Rocky and the Natives are an English country rock band, formed in 2011 in Kent. The band is composed of songwriter/musicians Chris Godden (guitar/lap steel guitar) and Malcolm Barnard (vocals) and featuring Jim Leverton (bass), Andy Newmark (drums) and Geoffrey Richardson (violin and mandolin).

Rocky and the Natives' debut single Oyster Girl was released in July 2011 to coincide with the Whitstable Oyster Festival and with all profits going to Operation Blessing International to support Oystermen in the Urato Islands, Japan. It was reviewed in Maverick Magazine in July 2011. The supporting video was shot on Whitstable beach by Luke Sewell, director of Channel 4's The Undateables series.

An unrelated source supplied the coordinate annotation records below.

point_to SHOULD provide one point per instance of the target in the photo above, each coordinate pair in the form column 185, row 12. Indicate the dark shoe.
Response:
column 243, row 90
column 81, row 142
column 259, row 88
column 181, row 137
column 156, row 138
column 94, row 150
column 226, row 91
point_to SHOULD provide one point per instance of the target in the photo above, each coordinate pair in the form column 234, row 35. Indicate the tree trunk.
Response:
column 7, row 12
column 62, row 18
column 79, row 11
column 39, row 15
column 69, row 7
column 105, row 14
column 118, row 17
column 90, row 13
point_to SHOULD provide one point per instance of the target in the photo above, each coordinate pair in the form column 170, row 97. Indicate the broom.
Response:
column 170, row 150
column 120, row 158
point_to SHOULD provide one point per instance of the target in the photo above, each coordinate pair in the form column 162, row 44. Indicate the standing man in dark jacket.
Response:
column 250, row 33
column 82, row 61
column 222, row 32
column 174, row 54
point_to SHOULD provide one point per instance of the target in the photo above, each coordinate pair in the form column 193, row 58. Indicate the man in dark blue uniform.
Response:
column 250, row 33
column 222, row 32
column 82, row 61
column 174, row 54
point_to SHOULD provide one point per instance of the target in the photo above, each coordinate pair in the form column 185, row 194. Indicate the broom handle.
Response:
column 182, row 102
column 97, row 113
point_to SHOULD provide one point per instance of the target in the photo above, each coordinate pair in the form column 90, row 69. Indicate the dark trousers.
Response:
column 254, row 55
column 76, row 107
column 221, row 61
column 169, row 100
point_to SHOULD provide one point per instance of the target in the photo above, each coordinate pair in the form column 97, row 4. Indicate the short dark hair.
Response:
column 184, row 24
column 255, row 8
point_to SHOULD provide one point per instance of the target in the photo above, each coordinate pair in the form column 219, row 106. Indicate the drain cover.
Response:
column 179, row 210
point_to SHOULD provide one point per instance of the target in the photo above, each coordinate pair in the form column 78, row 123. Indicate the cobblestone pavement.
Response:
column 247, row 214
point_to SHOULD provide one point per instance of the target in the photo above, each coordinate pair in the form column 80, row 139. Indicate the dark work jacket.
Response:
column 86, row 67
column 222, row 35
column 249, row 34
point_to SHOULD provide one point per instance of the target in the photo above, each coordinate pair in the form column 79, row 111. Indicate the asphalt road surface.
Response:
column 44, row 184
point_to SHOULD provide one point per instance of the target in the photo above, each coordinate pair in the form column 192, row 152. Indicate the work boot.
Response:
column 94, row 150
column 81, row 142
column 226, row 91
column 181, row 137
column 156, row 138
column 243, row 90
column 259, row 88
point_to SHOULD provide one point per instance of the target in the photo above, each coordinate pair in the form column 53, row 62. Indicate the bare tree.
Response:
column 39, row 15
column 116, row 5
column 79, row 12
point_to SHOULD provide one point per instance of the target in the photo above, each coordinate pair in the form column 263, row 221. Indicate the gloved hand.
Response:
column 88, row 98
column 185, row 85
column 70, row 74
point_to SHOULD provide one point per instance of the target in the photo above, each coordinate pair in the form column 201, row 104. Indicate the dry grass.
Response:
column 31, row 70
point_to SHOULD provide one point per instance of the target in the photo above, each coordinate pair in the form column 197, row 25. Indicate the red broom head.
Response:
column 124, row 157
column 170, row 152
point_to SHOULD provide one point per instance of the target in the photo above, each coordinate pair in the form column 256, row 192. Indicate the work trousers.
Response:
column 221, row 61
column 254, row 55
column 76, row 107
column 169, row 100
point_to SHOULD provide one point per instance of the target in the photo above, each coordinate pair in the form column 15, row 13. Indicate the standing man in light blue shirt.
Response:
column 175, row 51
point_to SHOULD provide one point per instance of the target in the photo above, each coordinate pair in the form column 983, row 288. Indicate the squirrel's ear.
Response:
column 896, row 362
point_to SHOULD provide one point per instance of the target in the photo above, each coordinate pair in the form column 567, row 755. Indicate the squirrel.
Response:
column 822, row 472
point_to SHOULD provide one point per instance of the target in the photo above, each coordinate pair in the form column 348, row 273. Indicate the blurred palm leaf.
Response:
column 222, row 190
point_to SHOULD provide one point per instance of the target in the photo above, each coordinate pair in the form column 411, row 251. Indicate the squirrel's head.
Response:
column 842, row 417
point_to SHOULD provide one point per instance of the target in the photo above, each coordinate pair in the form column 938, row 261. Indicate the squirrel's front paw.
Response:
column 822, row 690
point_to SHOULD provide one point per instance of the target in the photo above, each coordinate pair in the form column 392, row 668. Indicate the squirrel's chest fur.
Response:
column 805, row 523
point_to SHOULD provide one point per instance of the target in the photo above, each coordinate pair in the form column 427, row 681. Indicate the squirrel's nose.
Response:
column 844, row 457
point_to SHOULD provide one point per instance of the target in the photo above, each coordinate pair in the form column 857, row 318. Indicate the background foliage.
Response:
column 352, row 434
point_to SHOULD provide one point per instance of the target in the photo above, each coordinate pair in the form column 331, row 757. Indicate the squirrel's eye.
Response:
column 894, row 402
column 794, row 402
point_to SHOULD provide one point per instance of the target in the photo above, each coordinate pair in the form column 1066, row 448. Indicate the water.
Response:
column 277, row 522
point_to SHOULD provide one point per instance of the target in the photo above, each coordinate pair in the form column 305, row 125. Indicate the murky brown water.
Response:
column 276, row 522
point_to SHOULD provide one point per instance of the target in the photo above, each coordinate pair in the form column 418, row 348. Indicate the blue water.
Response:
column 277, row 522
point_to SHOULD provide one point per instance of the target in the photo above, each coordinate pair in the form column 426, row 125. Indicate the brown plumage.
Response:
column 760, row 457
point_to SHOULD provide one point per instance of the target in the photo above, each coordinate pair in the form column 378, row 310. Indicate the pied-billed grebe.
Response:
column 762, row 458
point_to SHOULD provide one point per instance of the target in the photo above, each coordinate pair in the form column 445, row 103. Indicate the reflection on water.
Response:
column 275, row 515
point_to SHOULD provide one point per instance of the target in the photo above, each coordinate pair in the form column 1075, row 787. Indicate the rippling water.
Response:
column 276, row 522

Researching the Byrds cover of "Lazy Waters" on Farther Along led to a collaboration with American songwriter Bob Rafkin who joined the band on tour in Kent in 2012. In November 2012 the band released their version of Bob's song "Lazy Waters".

In 2012 the band was invited to contribute to the John Lennon tribute album Lennon Bermuda and recorded a version of "Tight A$", a Lennon track from the 1973 album Mind Games.

"Oyster Girl" and "Tight A$" both feature on the band's first album Let’s Hear it for the Old Guys (Yard Dog Records, released September 2013) and reviewed in Maverick Magazine for January/February 2014. The album is dedicated to Bob Rafkin who died in May 2013.